Simonds proposed to attack on a two brigade front with 2nd Bde. committed to Leonforte and 1st Bde. to Assoro. The advance east, supported by the Malta Bde., would only begin when the enemy was forced to surrender his hold on those dominant positions.

On the afternoon of July 20, 1943, the commanding officer of the Hastings and Prince Edward Regt., Lieutenant-Colonel R.A. Sutcliffe, and his intelligence officer went forward through the RCR bridgehead across the Dittaino River to reconnoitre the approaches to Assoro. Movement on this open ground in daylight proved deadly and both men were killed. Thus began one of the most remarkable feats in all of Canadian military history–a night march to the eastern side of Assoro Mountain followed by a climb “which no one who took part in will ever forget. The mountain was terraced and always above was a tantalizing false crest, which unfolded to another crest when one approached it. It was 40 sweating minutes before we stood on top beside the shell of a great Norman castle and realized that we had achieved complete surprise….”

Major The Lord Tweedsmuir, son of a former governor general, who was second-in-command of the Hasty Ps and who had led the assault, gave the above description of the climb to the division historical officer and noted that the battalion had reached its objective without further losses. The next morning a company of the Royal Canadian Regt., stripped of equipment, carried rations, water and ammunition to the Hasty Ps and that night the 48th Highlanders joined the battle, clearing the western approaches to Assoro. This allowed the engineers of 1st Field Company to fill a large road crater, a move that in turn permitted the Three Rivers’ tanks to join the battle. By noon on July 22, Assoro was free of the enemy.

The story of the attack on Assoro is largely known to Canadians through books written by Farley Mowatt, especially The Regiment and his 1979 memoir And No Bird Sang. Mowat’s emphasis is on the regiment and its achievements, but Assoro also was a battle in which divisional and corps artillery, engineers and armour as well as the Hasty Ps’ sister battalions played a large role. John Marteinson and Michael McNorgan, the authors of The Royal Canadian Armoured Corps, remind us that A Squadron of the Three Rivers Regt. advanced on a “boulder-strewn cutting that seemed completely impassable to tanks” and “inched their way into positions from which the gunners could fire into enemy machine-gun posts…. The tanks neutralized the well-entrenched enemy covering the road into Assoro, enabling the Highlanders to clear the ridge and make contact with the beleaguered Hasty Ps.”

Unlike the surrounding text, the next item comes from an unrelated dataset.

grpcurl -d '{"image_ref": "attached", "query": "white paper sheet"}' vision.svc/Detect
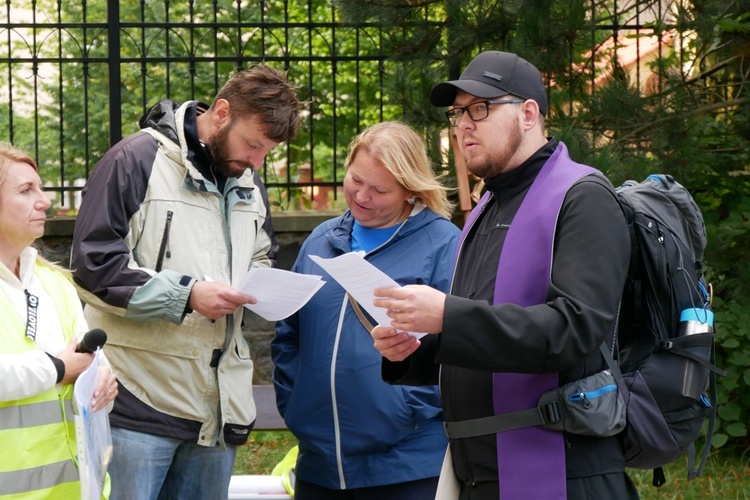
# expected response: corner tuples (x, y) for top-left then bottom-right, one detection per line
(310, 252), (425, 338)
(235, 267), (325, 321)
(73, 349), (112, 500)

In September 2005, a large delegation of veterans, friends and serving members of the Hasty Ps will return to Sicily to place a plaque at the Norman castle on top of Assoro Mountain. This time, Lieutenant-Colonel David Patterson, Director of Reserve Training at the Canadian Land Force Command and Staff College in Kingston, Ont., has carried out a peaceful recce, meeting with the mayor of Assoro and the landowners to reach an agreement on recreating the cross-country march and climb. The people of Assoro will join in the commemoration, welcoming their Canadian visitors as liberators who brought an end to a war that had cost Italy tens of thousands of lives.